Member of the New Zealand Parliament for National Party list
- In office 16 June 2009 – 20 September 2014
- Preceded by: Richard Worth

Personal details
- Born: Campbell Gordon Calder 1952 (age 73–74)
- Party: National
- Occupation: Doctor, dentist and sports administrator

= Cam Calder =

New Zealand doctor and politician

Campbell Gordon Calder (born 1952), known as Cam Calder, is a New Zealand doctor and former politician. He was a National Party Member of Parliament in the House of Representatives from 2009 to 2014.

==Early life and career==
Calder was brought up in New Plymouth by his mother; his father had died when he was six. He has two brothers and a sister. He was educated at Westown School, New Plymouth Boys’ High School, and the University of Otago, where he studied dental surgery. He undertook postgraduate study in dentistry at the Royal Australasian College of Dental Surgeons and—while running his own dental practice at the same time—retrained in medicine at Magdalene College, Cambridge University. During his medical study, Calder lost the sight in one eye through an accident. He was an emergency medicine doctor in England and, after returning home in the early 1990s, New Zealand. Immediately before his election to parliament in 2009, he was working as clinical research director for a medical and sporting equipment company.

Calder lived in France for a period beginning in 2001. He served as president of the French New Zealand Business Council and has also served on the international governing body for pétanque. He takes credit for being one of the people who "imported" pétanque into New Zealand. He represented New Zealand at the 1995 Pétanque World Championships in Brussels, Belgium; the team finished 36th.

He is married to Jenny and has two children.

==Member of Parliament==

Calder became involved in politics in 2003, when he joined the National Party. He held various internal offices, including as chair of the North Shore electorate committee. He was involved in policy development for the party, proposing, unsuccessfully, at party conferences that the party develop a new growth measure to replace gross domestic product and taxation policy that included 100% write-offs for research and development.

In the 2008 general election Calder contested the Manurewa electorate and was ranked 58 on the party list. He lost his electorate and would have been elected as a list MP on the provisional results of the election, but the number of seats allocated to National dropped by one in the final count, preventing Calder from entering Parliament at that time. After the resignation of list MP Richard Worth in June 2009, Calder was elected in his place. Calder re-contested Manurewa in 2011 and lost, but was returned for a full term as a list MP.

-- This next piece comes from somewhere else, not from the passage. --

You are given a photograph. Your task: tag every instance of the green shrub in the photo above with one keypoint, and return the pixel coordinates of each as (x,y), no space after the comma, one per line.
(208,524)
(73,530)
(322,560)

Calder was a member of the law and order committee and the local government and environment committee during his first term. From December 2011 until February 2013, he was a member of the health committee and deputy chair of the justice and electoral committee. Thereafter until his retirement in 2014 he was a member of the transport and industrial relations committee and chair of the education and science committee. In 2012, Calder's private member's bill banning high-powered laser pointers in a public place was introduced into parliament; it became law in July 2014 with cross-party support.

Calder announced in October 2013 that he was going to retire from parliament at the 2014 general election. He was replaced as Manurewa candidate by Simeon Brown. After leaving Parliament, Calder acted as an observer in the 2015 Sri Lankan presidential election.

New Zealand Parliament
| Years | Term | Electorate | List | Party |  |
|---|---|---|---|---|---|
| 2009–2011 | 49th | List | 58 |  | National |
| 2011–2014 | 50th | List | 50 |  | National |

== Political views ==
Calder said he would vote "no" (that a smack as part of good parental correction should not be a criminal offence in New Zealand) in the 2009 New Zealand child discipline referendum. He supported increasing the purchase age for alcohol to 20 years. He voted in favour of the Marriage (Definition of Marriage) Amendment Act 2013. In 2021 he wrote an op-ed for The New Zealand Herald denouncing what he described as "the current, fashionable tropes of critical race theory, cultural Marxism and the denigration of colonisation" in the new New Zealand history curriculum.